The study will further employ creative quantitative methods to explore the impact of these policies on parental mental health and the self-reported wellbeing of children in affected families, while also following a small number of families in Bradford and London as they navigate and cope with the consequences of the changed policy context. It will explore how affected families cope with and respond to the reduced financial support the policies introduce, as well as looking at how these changes interact with other welfare reforms, most notably the introduction of Universal Credit.
The study will also include participatory elements, working with members of larger families living in poverty to discuss policy recommendations and explore the data generated. The Child Poverty Action Group will be supporting the project throughout to help engage policymakers and to widely disseminate findings.

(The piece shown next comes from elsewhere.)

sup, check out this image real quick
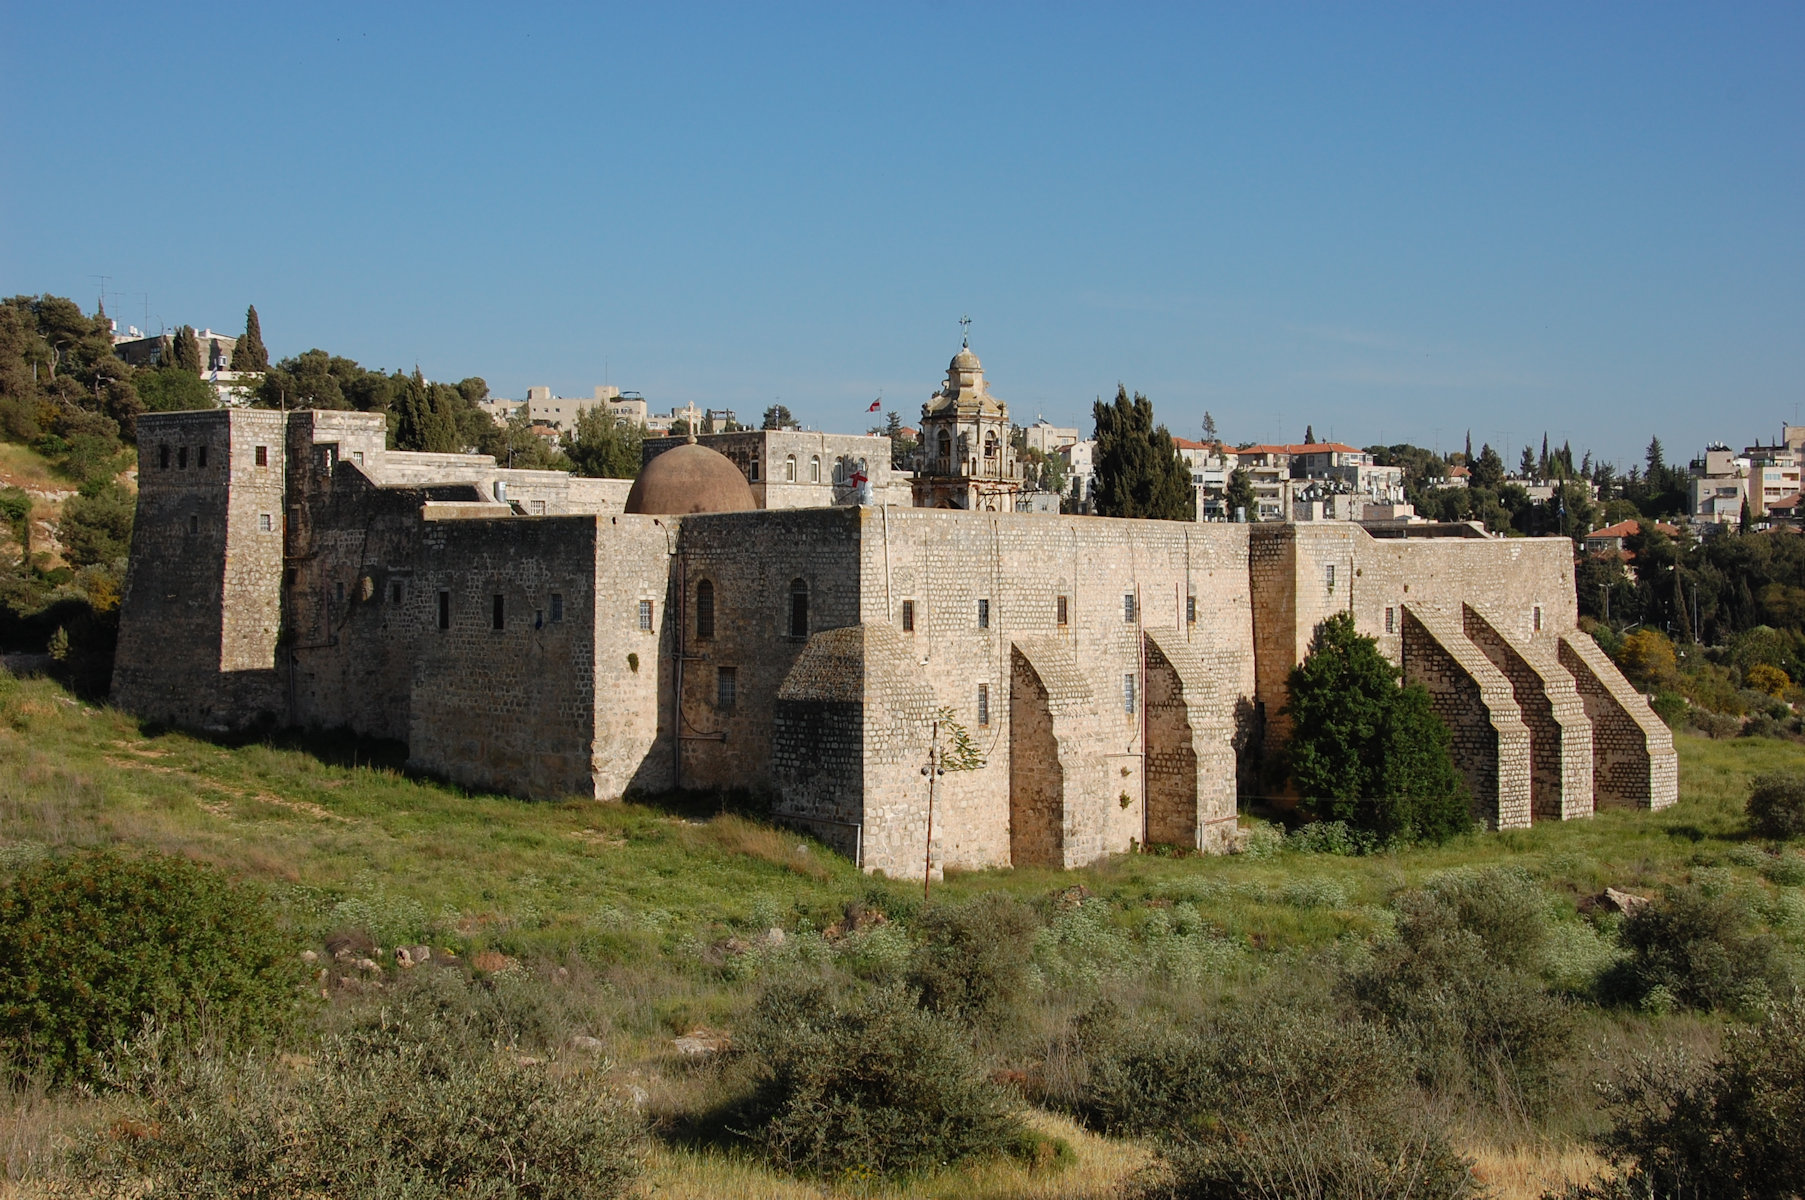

This year is a fitting one to start research into the impact of benefit changes on larger families. Over twenty years ago, in 1999, then Prime Minister Tony Blair made the commitment to abolish child poverty by 2020. This pledge changed the nature of the debate on poverty, leading to an apparent cross-party consensus on the issue: in 2006 David Cameron promised that his Conservative Party would recognise and act on relative poverty.
Child poverty rates however remain high, and are expected to grow further as reforms introduced by the 2015 to 2020 Conservative governments take full effect, which look to penalise larger families and disproportionately affect single parent households and particular religious and ethnic groups. However, the policies are thought to be popular with the electorate, and politicians defend their introduction by drawing on a narrative of ‘fairness’.
The project, which will be conducted over the next two and a half years, starts in February 2020.